Decreasing CI Build times up to 50% by caching derived data using github actions.

We had a problem. Our CI pipeline was increasingly becoming a bottleneck in our iOS continuous integration. We here at Kogan like to develop at a fast pace, however we were constantly being held up waiting for builds to complete, leading to a lot of frustration within the team. The rest of the engineering team had switched to using Github Actions(GHA), and with us still using CircleCI, it was time for us to make the change. This was the perfect time for us to re-evaluate how our pipeline was working, to ensure it was the most efficient that it can be. With a build time of over 30 minutes currently, there was a lot of room for improvement.

As we were making a switch, we brainstormed some ideas of ways to improve the overall efficiency of our pipeline, and we kept returning to Derived data. This is how Apple handles build caching within Xcode, but could we use this within our CI Pipeline? Through a bit of investigation, it turns out we weren’t the first to have this thought, and we used this blog post (https://michalzaborowski.medium.com/circleci-60-faster-builds-use-xcode-deriveddata-for-caching-96fb9a58930) as a base for our improvement.

So, where to begin? We first started by replicating our current CI pipeline to GHA, which was pretty smooth other than a few challenges trying to access some of our private repositories. Our build times with this switch had slightly improved, but were still regularly more than 30 minutes to complete. We were already caching the swift packages we use in the project, however there was still plenty of room for improvement.

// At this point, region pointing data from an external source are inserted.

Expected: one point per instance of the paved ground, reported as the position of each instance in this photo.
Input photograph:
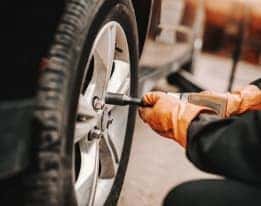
(158, 164)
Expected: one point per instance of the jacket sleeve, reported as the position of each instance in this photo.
(228, 147)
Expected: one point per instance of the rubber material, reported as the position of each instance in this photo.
(49, 179)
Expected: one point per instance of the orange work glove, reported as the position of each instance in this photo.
(238, 102)
(168, 116)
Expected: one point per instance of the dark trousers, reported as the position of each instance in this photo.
(214, 193)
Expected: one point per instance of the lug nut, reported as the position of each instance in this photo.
(97, 103)
(95, 134)
(109, 123)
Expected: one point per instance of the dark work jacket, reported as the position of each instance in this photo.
(229, 147)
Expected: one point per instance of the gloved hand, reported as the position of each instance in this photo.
(238, 102)
(168, 116)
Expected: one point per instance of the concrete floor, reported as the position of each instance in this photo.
(158, 164)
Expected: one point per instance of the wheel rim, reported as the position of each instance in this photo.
(100, 129)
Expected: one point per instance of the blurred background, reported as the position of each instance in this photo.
(226, 55)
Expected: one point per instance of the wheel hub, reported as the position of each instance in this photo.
(100, 131)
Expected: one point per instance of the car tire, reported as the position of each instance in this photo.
(49, 181)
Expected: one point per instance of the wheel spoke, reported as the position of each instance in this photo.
(82, 129)
(88, 172)
(118, 127)
(85, 106)
(107, 158)
(105, 52)
(120, 80)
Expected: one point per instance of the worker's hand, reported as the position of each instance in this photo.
(168, 116)
(240, 101)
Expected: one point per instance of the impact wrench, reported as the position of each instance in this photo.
(218, 104)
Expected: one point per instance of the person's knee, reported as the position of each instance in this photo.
(178, 196)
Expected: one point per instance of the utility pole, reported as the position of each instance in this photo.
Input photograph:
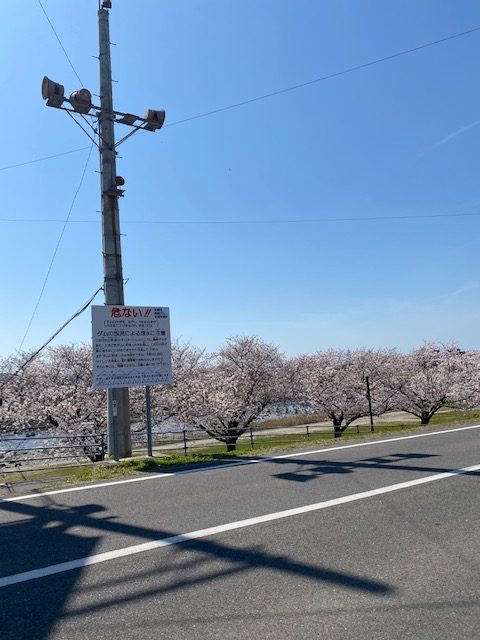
(119, 434)
(80, 108)
(369, 398)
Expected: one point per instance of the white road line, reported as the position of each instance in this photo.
(231, 526)
(239, 462)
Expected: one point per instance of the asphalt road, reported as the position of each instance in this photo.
(373, 541)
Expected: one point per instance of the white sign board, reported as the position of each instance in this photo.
(131, 346)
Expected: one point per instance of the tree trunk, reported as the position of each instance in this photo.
(231, 442)
(337, 427)
(425, 417)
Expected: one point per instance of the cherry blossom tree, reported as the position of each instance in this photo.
(173, 400)
(334, 382)
(233, 389)
(432, 377)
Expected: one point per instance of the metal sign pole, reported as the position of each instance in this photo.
(148, 403)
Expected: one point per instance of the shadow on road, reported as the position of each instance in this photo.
(311, 469)
(34, 536)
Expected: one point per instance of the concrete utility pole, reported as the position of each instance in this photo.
(119, 433)
(105, 117)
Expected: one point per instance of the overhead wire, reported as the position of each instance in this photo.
(244, 221)
(52, 337)
(59, 41)
(279, 91)
(329, 76)
(55, 251)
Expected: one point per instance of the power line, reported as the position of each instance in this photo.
(56, 155)
(60, 42)
(246, 221)
(279, 91)
(301, 85)
(65, 222)
(45, 344)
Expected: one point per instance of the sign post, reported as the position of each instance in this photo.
(131, 347)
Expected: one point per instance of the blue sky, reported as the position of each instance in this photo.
(205, 199)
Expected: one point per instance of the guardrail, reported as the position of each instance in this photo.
(45, 452)
(40, 452)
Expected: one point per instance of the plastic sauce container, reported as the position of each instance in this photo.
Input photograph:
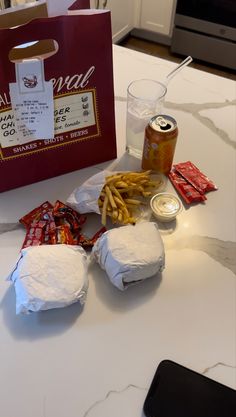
(165, 206)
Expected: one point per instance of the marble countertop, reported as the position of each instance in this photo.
(99, 361)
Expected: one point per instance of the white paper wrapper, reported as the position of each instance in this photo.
(50, 276)
(130, 254)
(84, 199)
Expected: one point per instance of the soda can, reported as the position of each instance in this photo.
(159, 143)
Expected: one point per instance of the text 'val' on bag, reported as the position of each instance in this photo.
(74, 54)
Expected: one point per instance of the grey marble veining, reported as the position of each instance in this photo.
(195, 110)
(112, 392)
(219, 250)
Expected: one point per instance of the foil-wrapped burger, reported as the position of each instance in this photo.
(130, 254)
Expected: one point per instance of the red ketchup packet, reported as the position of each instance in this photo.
(35, 234)
(36, 214)
(58, 224)
(185, 189)
(64, 214)
(195, 177)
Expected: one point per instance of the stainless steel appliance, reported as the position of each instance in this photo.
(206, 30)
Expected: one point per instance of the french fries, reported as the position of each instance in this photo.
(123, 193)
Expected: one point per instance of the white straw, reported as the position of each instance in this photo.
(178, 69)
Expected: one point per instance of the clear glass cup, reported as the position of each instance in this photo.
(144, 100)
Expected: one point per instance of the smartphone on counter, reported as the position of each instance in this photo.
(177, 391)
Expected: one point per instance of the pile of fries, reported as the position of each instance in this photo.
(122, 195)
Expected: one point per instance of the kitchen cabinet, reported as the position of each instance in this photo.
(122, 16)
(157, 16)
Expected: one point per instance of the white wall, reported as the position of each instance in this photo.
(56, 7)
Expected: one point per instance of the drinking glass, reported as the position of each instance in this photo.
(144, 99)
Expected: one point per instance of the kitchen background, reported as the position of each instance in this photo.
(171, 29)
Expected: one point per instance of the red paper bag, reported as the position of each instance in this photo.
(82, 75)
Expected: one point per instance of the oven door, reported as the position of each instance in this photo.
(222, 12)
(212, 17)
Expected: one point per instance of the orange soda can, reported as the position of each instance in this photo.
(159, 143)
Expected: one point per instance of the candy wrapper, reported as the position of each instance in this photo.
(58, 224)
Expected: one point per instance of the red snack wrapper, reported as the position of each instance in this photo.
(35, 234)
(195, 177)
(63, 235)
(36, 214)
(64, 214)
(185, 189)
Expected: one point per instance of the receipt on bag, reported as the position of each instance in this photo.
(50, 276)
(130, 254)
(32, 102)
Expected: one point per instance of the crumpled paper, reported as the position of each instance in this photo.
(84, 199)
(130, 254)
(50, 276)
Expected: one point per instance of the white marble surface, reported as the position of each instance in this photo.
(99, 361)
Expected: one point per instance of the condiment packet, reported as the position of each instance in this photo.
(195, 177)
(185, 189)
(36, 214)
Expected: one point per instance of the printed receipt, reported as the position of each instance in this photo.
(32, 102)
(74, 111)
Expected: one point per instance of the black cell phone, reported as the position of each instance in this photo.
(177, 391)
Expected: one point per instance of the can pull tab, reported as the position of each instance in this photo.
(162, 123)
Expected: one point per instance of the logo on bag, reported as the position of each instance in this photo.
(30, 81)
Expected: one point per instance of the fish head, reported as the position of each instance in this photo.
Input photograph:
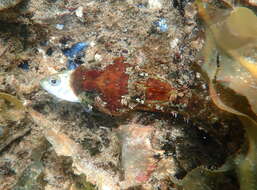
(59, 85)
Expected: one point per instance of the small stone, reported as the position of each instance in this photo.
(79, 12)
(5, 4)
(59, 26)
(155, 4)
(162, 25)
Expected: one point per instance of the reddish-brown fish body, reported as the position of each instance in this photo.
(111, 89)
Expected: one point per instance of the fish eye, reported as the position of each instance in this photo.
(54, 81)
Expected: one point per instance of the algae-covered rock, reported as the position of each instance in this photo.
(30, 178)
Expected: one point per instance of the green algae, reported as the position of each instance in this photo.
(230, 56)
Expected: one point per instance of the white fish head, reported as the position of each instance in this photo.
(59, 85)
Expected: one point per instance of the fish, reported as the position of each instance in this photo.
(59, 85)
(114, 90)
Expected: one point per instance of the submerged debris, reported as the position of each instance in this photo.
(74, 53)
(5, 4)
(162, 25)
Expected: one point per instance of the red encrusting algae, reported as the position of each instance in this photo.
(110, 84)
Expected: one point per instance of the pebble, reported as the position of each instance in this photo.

First we need to ensure that we have fetched the latest changes to the repository, which can be done simply by using the option fetch-depth: 0 on the checkout action in our existing initial step.

  • uses: actions/checkout@v4 with: token: ${{ secrets.GITHUB_TOKEN }} fetch-depth: 0

We then need to cache the derived data. We need to do this in two parts - caching the derived data when a pull request has been successfully merged, and then also restoring the latest derived data cache to the CI pipeline whenever a pull request is opened.

In order to identify the latest develop commit, we use the GHA marketplace action which finds and creates a variable to be used for the latest develop commit SHA.

  • name: Create variable for the nearest develop commit SHA uses: nrwl/nx-set-shas@v3 with: main-branch-name: 'develop'

Then, we need to create a separate pipeline, which will be used to save the derived data whenever a pull request is successfully saved to develop. This will be a very similar flow to our original however the difference will be that we save the cache at the end like the below. This will cache the tmp/derived-data file (which we have set to be the location of derived data in fastlane) to be stored against the latest develop commit SHA.

  • uses: actions/cache/save@v3 name: Save Derived Data Cache with: path: tmp/derived-data key: v1-derived-data-cache-${{ steps.setSHAs.outputs.head }}

Next we need to get the correct cached derived data in our CI pipeline for pull requests. We need to again use the latest develop commit SHA to find the correct derived data cache. We use the restore version of the same action used above in order to find the right cache. This will either find a cache with an exact match, or it will fall back and use the most recent derived data with a partial match.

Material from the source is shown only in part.